Breakfast muffins

Breakfast muffins


Architect Chris and designer Tom are responsible for our new pop-up bar that we take to creative morning-time events.

‘If we were to describe our studio in food terms it would have to be something good for sharing, unfussy and uncomplicated – something easy to consume when we gather around a table to have a brainstorm for a project. It would have to be delicious and substantial. These muffins seem to tick all the boxes and are perfect for a morning team-briefing session or a breakfast meeting. They are filling, thanks to the bran and oats, and moist because of the soaked prunes.

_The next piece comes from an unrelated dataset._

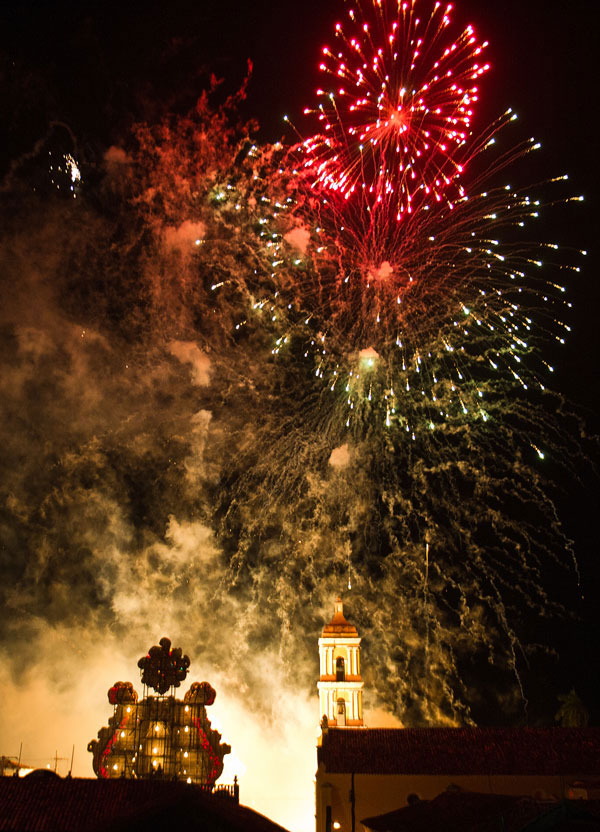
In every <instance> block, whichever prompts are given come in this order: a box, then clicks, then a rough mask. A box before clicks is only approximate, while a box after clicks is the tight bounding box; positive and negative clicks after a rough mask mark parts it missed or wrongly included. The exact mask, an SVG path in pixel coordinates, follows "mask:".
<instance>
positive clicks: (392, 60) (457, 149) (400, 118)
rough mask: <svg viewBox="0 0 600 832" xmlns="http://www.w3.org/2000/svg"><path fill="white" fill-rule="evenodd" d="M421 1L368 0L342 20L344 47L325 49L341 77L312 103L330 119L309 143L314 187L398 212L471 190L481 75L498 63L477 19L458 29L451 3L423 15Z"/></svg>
mask: <svg viewBox="0 0 600 832" xmlns="http://www.w3.org/2000/svg"><path fill="white" fill-rule="evenodd" d="M419 5H421V6H425V3H421V4H419V0H408V1H405V2H401V0H397V2H393V0H371V2H369V3H368V8H367V6H365V9H364V11H363V7H362V6H361V5H360V2H358V3H357V5H356V8H355V9H354V8H353V9H351V10H350V11H349V12H348V18H349V20H348V22H347V24H346V26H342V24H341V23H338V24H337V25H336V27H335V35H336V47H335V48H330V47H327V46H326V47H324V48H323V60H322V63H321V64H320V69H321V71H322V72H323V73H325V75H326V76H327V77H328V78H329V79H333V80H334V81H335V86H332V88H330V89H329V90H326V89H319V90H317V95H318V97H319V99H320V100H319V104H318V107H317V108H316V109H315V110H310V109H306V110H305V113H310V112H315V113H316V114H317V115H318V118H319V120H320V122H321V129H320V132H319V134H318V135H316V136H314V137H312V138H311V139H308V140H307V141H305V142H304V143H303V150H304V154H305V160H304V166H305V169H306V170H307V171H308V172H310V174H311V176H312V177H313V179H312V184H313V186H315V187H319V186H320V187H323V188H325V189H327V190H329V191H332V192H334V193H337V194H339V195H340V196H341V197H343V198H344V199H347V200H348V199H351V198H353V195H355V194H357V192H358V193H359V194H360V193H362V199H364V200H365V202H366V207H367V209H368V210H369V211H372V210H373V209H374V208H376V207H377V206H378V205H380V204H381V203H384V204H385V205H386V213H387V214H388V215H389V214H390V213H393V214H395V216H396V219H397V220H400V219H402V217H403V216H404V215H405V214H410V213H412V212H413V211H414V210H416V209H417V208H418V207H420V206H421V205H422V204H425V203H426V202H428V201H429V200H431V199H435V200H437V201H438V202H440V201H442V200H444V201H446V202H448V203H450V204H451V202H452V200H453V199H455V198H457V197H460V196H463V195H464V190H463V186H462V184H461V181H460V176H461V173H462V172H463V169H464V167H465V165H466V163H467V161H468V150H467V147H468V145H467V140H468V138H469V136H470V135H471V121H472V118H473V112H474V106H475V104H476V102H477V100H478V97H479V90H478V87H477V79H478V78H479V77H480V76H481V75H482V74H483V73H484V72H486V70H487V69H489V64H486V63H483V62H482V57H481V56H482V52H483V51H484V50H485V47H486V46H487V42H486V43H479V42H478V40H477V37H476V35H475V32H474V29H473V27H472V26H471V25H468V26H467V27H466V28H465V29H464V30H463V31H462V32H460V34H458V35H457V36H453V34H452V28H453V27H452V25H451V19H450V13H451V10H452V6H451V5H445V6H443V5H442V4H441V3H439V2H438V3H435V5H434V7H433V10H432V11H431V13H430V14H429V15H427V16H423V17H421V16H419V13H418V11H417V7H419ZM367 11H368V14H367ZM356 198H358V197H356ZM390 208H393V211H390Z"/></svg>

They are also great for making in batches at the weekend and then enjoying as a speedy breakfast during the week – they keep well for a good few days. They are also suitable for freezing. Wrap the freshly baked muffins individually before freezing. If you want to enjoy a muffin for breakfast, take it out of the freezer in the evening and leave at room temperature overnight.’ Chris Kennedy and Tom Woods of Kennedy Woods Architecture


Quantity Ingredient
1 earl grey tea bag
150-200ml boiling water
250g soft prunes
200g unsalted butter
75g soft light brown sugar
100g whole almonds, skins on
200g wholemeal spelt flour
100g oats, plus extra for sprinkling
150g oat bran
1/2 teaspoon salt
1 1/2 teaspoons bicarbonate of soda
2 eggs
350ml natural yoghurt


  1. Preheat the oven to 170°C and line a muffin tin with paper cases.
  2. Put the Earl Grey tea bag in a small bowl and pour over the boiling water. Allow to soak for a few minutes. Place the prunes in the bowl.
  3. Melt the butter with the sugar in a small saucepan. Set aside to cool slightly.
  4. Heat a large frying pan (skillet) and toast the almonds for a few minutes until lightly browned and fragrant — keep a close eye on them as they can burn quickly. Transfer to a chopping board and set aside to cool.
  5. Put the flour, oats, oat bran, salt and bicarbonate of soda in a large bowl and mix well. Roughly chop the toasted almonds and add them to the mix.
  6. Take the prunes out of their tea bowl and chop into bite-sized pieces.
  7. In a bowl, whisk the eggs and the yoghurt, add the butter and sugar mix and stir in the prunes. Pour all this over the dry ingredients and mix until just combined. Avoid stirring the dough too much, otherwise the muffins could turn out hard.
  8. Spoon equal quantities of the mixture into the muffin cases. Sprinkle with some oats and bake for 20–25 minutes, until fully risen and golden in colour.